Grace went with Victoria back to her Toronto apartment, and together they visited a tea shop with hundreds of long canisters of tea in flavors like crème brûlée, vanilla orchid, and matcha ice cream.

“What’s your favorite dessert?” asked the clerk. “Anything chocolate,” Grace answered. After sniffing many blends — most with oolong, green, or black tea as the base — she went home with options that tasted like red velvet cake and s’mores. “This makes me happy,” she said, kissing Victoria good-bye.

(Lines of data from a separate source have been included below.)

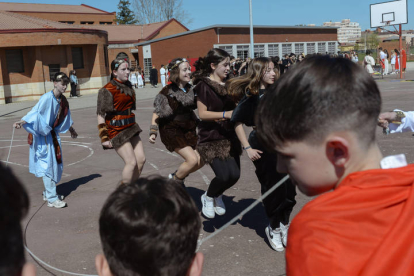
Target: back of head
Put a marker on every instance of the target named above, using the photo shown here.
(237, 87)
(149, 227)
(203, 65)
(14, 204)
(319, 96)
(115, 65)
(61, 77)
(174, 69)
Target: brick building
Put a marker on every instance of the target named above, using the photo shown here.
(122, 38)
(33, 49)
(70, 14)
(235, 39)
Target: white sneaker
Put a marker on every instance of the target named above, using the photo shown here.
(60, 197)
(208, 206)
(219, 206)
(274, 237)
(57, 204)
(284, 229)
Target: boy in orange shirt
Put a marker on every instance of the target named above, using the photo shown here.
(320, 118)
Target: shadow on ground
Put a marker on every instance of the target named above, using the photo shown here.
(255, 219)
(68, 187)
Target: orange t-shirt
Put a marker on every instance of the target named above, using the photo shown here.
(364, 227)
(121, 102)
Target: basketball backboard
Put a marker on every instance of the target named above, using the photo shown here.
(389, 13)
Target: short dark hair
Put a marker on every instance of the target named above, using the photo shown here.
(14, 204)
(173, 66)
(149, 227)
(318, 96)
(60, 76)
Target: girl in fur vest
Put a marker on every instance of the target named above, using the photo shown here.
(218, 144)
(175, 119)
(116, 122)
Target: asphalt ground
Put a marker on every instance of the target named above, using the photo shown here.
(69, 239)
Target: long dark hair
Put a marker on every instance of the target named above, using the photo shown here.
(237, 87)
(203, 65)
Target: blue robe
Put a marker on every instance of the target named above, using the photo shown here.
(39, 122)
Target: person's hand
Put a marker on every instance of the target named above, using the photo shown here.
(254, 154)
(107, 145)
(388, 116)
(228, 114)
(152, 138)
(73, 133)
(17, 125)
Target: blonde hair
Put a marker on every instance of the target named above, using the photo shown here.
(237, 87)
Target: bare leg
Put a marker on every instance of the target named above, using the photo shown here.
(126, 152)
(191, 164)
(139, 155)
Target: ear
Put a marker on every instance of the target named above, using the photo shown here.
(337, 151)
(102, 266)
(196, 266)
(29, 270)
(213, 66)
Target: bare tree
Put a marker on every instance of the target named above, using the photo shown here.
(150, 11)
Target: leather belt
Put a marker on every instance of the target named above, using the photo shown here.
(125, 112)
(122, 122)
(183, 117)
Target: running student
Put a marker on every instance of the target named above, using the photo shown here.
(247, 90)
(116, 121)
(148, 228)
(175, 118)
(49, 117)
(323, 129)
(218, 144)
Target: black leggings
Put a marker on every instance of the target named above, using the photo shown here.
(279, 204)
(73, 89)
(227, 174)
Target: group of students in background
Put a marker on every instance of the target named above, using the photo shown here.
(307, 124)
(385, 60)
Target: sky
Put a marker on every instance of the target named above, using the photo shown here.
(265, 12)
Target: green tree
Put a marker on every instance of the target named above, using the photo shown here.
(125, 15)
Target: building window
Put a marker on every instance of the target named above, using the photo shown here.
(147, 68)
(53, 69)
(299, 48)
(77, 57)
(243, 51)
(106, 55)
(322, 48)
(310, 48)
(286, 49)
(273, 50)
(331, 47)
(259, 51)
(14, 59)
(228, 49)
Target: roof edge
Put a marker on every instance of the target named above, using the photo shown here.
(233, 26)
(164, 25)
(97, 9)
(50, 30)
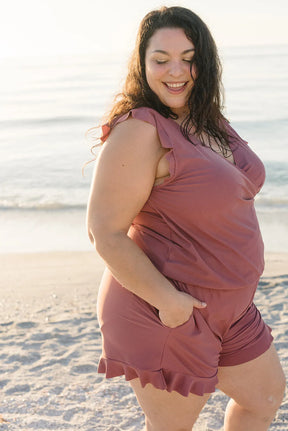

At first, Grace just sipped her special tea in the evening. But she was soon ordering more online so she could bring it to work and have her own “cinnamon bun” or “chocolate chip cookie” when someone left baked goods in the break room. If she was keyed up after a double shift, soothing lavender tea helped her get to sleep. And Grace — who just didn’t like drinking water — finally started hitting hydration goals set in her weight-loss group, the ones that were supposed to reduce cravings and boost metabolism. At her next weigh-in, she hit 35 pounds lost. I’m doing it, she thought.

How does tea help with weight loss?

Lately, we hear a lot about the trillions of bacteria in our guts — especially when it comes to their impact on our waistlines. Turns out, having lots of bacteria called Bacteroidetes and relatively few of a type called Firmicutes triggers changes inside us that can make us effortlessly lean. “Emerging research shows polyphenol antioxidants in tea ‘adjust’ the two key bacteria,” allowing slimming bacteria to overtake the fattening kind, says Tim Bond, PhD, one of the UK’s top tea experts.

To benefit, experts recommend two to four cups a day of black, green, or oolong varieties; they can be regular or decaf, hot or iced. As gut bacteria shifts, it leads to healthier cravings, better blood sugar, faster metabolism, and much more, says Microbiome Diet author and tea proponent Raphael Kellman, MD. Proof the effect is powerful: One study found daily tea drinkers have, on average, 19.6 percent less body fat than those who skip tea. And women we spoke to say tea has helped them sip off up to nine pounds each week in weight loss!

What results can you expect?

Down 50, 60, 70 pounds, Grace felt better and better. She began walking and using gentle YouTube workouts. When an unexpected surgery led to weeks in bed and regain, Grace’s spirits stayed up. The tea does seem to lift my mood, she realized. Soon she was back on track and enjoying a big victory moment: “We don’t have sizes small enough for you,” she was told at a plus-size shop.

Grace’s results slowed over time, but her healthy habits and new love of tea from her weight loss stuck. The former size 4X is now 160 pounds slimmer and in a size six. She’s also free of diabetes and sleep apnea. “I finally have the energy I’ve always wanted to help minister and comfort other people,” she says. For anyone who feels it’s too late to get healthy, Grace, 56, urges: “Take that first small step. Don’t worry about the finish line. Because no matter what, you’ll be better off. And you might be surprised by how far you can go!”